House Democrats Make GOP Leaders an Offer They Can Refuse
On day five of the government shutdown and Congress’s second consecutive Saturday session, House Democrats made more overtures to Republicans in an effort to keep the pressure on them and show the outside world that they are willing to negotiate.
Whether the GOP is prepared to bite, or whether Democrats are making the kind of concessions necessary to satisfy a small group of centrist Republicans who want very specific sweeteners as conditions of voting to reopen the government or raise the debt limit, remain to be seen.
Democrats announced Saturday that, in exchange for Republicans appointing conferees to hash out a long dormant budget resolution, they would forfeit their right to offer a “motion to instruct” the House conferees. That’s a tactic minority lawmakers are allowed to employ if a conference report hasn’t been filed within 20 days of appointing conferees. It’s also one of the few devices available to the minority party to break majority hegemony in the House.
A motion to instruct, while non-binding, would essentially tell conferees to take a certain position in the House-Senate conference negotiations. It’s often designed to put members on record on a politically loaded position.
Speaker John A. Boehner, R-Ohio, said last April that he was reluctant to appoint conferees because motions to instruct “become politically motivated bombs to throw up on the House floor.”
“We will give up that right,” said the Budget Committee’s ranking member, Chris Van Hollen, D-Md., on Saturday.
A conference on the budget would be a victory for House and Senate Democrats, who have been clamoring for the opportunity to negotiate with Republicans on a comprehensive spending blueprint before passing individual spending bills in their respective chambers.
The timing of finally convening a bicameral budget conference would also be significant given the current Oct. 17 deadline for Congress to agree on legislation to raise the debt limit. It’s becoming likely that the debt limit will be rolled into a package that also contains a government-funding continuing resolution along with some provisions on deficit reduction.
Minority Leader Nancy Pelosi, D-Calif., said she made Boehner aware on Saturday morning that Democrats were prepared to take the threat of a motion to instruct off the table if Republicans would go forward with appointing budget conferees. She said Boehner “knows it’s a good faith effort on our front.”
But the speaker remained unmoved.
“At this point, it’s Senate Democrats and the President who are blocking progress on reopening the government and providing the American people fairness under ObamaCare,” said Boehner spokesman Michael Steel in an email to CQ Roll Call.
Doug Heye, a spokesman for Majority Leader Eric Cantor, R-Va., was similarly oblique on what Republican leadership thinks of Pelosi’s offer: “What Washington needs to do is come together and talk so we can re-open our government, and that is exactly the House Republicans’ focus.”
Almost 20 House Republicans have said they would support a “clean” CR, and they have expressed interest in creating a more hospitable environment for spending negotiations between the two parties. On Saturday, Democrats made sure to let those Republicans know they won’t be let off the hook for not engaging in the minority party’s efforts.
“We are holding [them] accountable,” said Steve Israel of New York, chairman of the Democratic Congressional Campaign Committee. “You cannot act like an independent pit bull at home and act like a tea party lapdog in Washington.”
Earlier this week, Democrats began to circulate for signatures a letter calling on Boehner to bring a “clean,” short-term continuing resolution to the floor. They announced Saturday that they had garnered 200 Democratic signatures (195 excluding five non-voting delegates). No Republicans have signed on so far.

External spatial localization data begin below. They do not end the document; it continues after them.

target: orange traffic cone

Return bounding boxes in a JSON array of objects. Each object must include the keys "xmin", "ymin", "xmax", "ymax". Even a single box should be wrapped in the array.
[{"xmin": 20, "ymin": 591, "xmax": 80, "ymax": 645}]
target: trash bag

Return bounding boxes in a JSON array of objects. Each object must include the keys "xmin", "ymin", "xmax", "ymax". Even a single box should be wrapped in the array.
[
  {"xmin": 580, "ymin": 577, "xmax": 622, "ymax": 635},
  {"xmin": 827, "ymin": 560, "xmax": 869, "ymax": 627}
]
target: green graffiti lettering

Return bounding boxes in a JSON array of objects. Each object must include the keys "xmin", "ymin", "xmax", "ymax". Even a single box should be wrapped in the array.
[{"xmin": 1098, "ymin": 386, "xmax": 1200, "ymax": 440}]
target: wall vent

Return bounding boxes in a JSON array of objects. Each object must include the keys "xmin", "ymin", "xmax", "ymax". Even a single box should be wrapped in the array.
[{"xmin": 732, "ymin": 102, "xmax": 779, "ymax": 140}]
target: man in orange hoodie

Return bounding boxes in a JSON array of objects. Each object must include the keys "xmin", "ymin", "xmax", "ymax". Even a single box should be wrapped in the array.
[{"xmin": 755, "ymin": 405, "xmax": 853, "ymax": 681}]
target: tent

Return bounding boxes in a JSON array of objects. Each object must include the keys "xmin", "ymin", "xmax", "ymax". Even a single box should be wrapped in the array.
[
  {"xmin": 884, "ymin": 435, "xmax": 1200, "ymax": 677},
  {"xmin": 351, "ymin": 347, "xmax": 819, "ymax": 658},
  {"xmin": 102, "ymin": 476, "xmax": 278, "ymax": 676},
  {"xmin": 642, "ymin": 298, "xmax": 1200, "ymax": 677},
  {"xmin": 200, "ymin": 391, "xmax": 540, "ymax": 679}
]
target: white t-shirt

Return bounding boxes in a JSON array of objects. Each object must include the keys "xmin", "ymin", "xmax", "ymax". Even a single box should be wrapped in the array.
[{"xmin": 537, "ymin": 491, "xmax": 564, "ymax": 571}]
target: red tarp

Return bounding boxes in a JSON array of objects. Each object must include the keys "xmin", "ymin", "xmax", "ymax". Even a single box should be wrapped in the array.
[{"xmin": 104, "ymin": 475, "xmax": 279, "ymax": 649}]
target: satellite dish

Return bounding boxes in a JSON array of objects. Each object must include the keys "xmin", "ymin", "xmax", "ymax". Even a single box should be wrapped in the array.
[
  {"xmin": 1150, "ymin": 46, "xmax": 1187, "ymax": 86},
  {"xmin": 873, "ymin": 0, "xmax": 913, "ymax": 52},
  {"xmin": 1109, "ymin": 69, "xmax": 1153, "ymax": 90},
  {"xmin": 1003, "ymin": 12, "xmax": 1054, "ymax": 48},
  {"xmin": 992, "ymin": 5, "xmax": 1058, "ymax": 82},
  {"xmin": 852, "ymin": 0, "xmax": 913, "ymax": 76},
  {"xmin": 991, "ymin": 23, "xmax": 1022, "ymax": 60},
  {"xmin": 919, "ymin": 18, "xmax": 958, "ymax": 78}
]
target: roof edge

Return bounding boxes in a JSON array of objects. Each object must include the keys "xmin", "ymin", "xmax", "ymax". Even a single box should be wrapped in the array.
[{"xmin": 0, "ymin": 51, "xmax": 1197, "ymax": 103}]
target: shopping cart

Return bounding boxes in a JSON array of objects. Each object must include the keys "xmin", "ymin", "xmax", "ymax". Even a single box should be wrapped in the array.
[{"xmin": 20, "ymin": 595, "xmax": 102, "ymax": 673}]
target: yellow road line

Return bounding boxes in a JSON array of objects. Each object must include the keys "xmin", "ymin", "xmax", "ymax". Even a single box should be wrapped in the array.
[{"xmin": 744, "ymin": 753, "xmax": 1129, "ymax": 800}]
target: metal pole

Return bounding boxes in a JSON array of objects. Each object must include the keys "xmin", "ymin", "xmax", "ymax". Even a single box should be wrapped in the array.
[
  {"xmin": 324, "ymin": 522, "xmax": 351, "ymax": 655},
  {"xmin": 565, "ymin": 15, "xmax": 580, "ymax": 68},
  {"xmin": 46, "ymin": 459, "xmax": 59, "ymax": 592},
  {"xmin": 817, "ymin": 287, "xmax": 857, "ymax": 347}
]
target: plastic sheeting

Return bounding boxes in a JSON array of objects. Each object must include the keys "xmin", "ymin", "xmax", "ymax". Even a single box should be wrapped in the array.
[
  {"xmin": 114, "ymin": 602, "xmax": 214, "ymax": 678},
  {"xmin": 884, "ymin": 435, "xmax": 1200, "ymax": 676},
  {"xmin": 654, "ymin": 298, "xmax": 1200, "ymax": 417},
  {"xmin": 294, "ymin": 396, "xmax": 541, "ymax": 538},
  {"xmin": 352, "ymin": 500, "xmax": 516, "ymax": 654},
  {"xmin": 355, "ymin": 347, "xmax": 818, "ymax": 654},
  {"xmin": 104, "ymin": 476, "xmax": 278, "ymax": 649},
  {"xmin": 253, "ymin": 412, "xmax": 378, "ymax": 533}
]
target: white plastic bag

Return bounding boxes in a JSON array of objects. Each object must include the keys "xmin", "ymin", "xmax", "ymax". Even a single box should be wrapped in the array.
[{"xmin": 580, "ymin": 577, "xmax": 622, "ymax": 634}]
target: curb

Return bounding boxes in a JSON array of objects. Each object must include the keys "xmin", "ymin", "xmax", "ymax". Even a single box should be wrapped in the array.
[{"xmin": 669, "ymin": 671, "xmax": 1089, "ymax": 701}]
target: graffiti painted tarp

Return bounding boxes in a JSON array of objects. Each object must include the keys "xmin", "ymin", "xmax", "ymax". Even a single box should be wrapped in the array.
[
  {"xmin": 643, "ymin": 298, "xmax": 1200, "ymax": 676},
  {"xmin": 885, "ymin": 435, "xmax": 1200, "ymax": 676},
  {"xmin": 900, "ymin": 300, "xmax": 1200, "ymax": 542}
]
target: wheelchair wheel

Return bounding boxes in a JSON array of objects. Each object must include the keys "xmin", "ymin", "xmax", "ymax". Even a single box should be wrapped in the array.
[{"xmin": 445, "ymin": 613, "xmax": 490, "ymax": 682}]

On Friday, Democrats offered a “discharge petition” to force a vote on a clean CR, which Republicans are also generally disinclined to support.
Currently, the only proposal which House Republicans will support on the record is one being spearheaded by leading GOP moderate Rep. Charlie Dent of Pennsylvania and New Democrat Coalition Chairman Ron Kind of Wisconsin. That proposal calls for a six-month CR at sequester levels and a repeal of the medical device tax that funds parts of the health law. Dent said on Saturday that about 20 of his GOP colleagues were on board.
Democratic leadership isn’t excited about the idea, though, with Pelosi saying last week that she didn’t like a CR that maintained the sequester number for an extended length of time. Van Hollen reiterated that negotiations about issues such as taxes belong in the context of the budget, not a continuing resolution.
A handful of Republicans said Saturday that one impediment to moving this proposal forward lay in pressure from senior Democrats to members of their caucus not to endorse any solution to the fiscal impasse unless it involves a clean spending bill.
A Democratic leadership aide denied that any formal deterrents were taking place on the Dent-Kind initiative, and added that it made sense that it was the only proposal so far that would garner on-the-record support from significant number of Republicans.
“Of course Republicans like it best,” the aide said. “It repeals the medical device tax and it would hold their number longer.”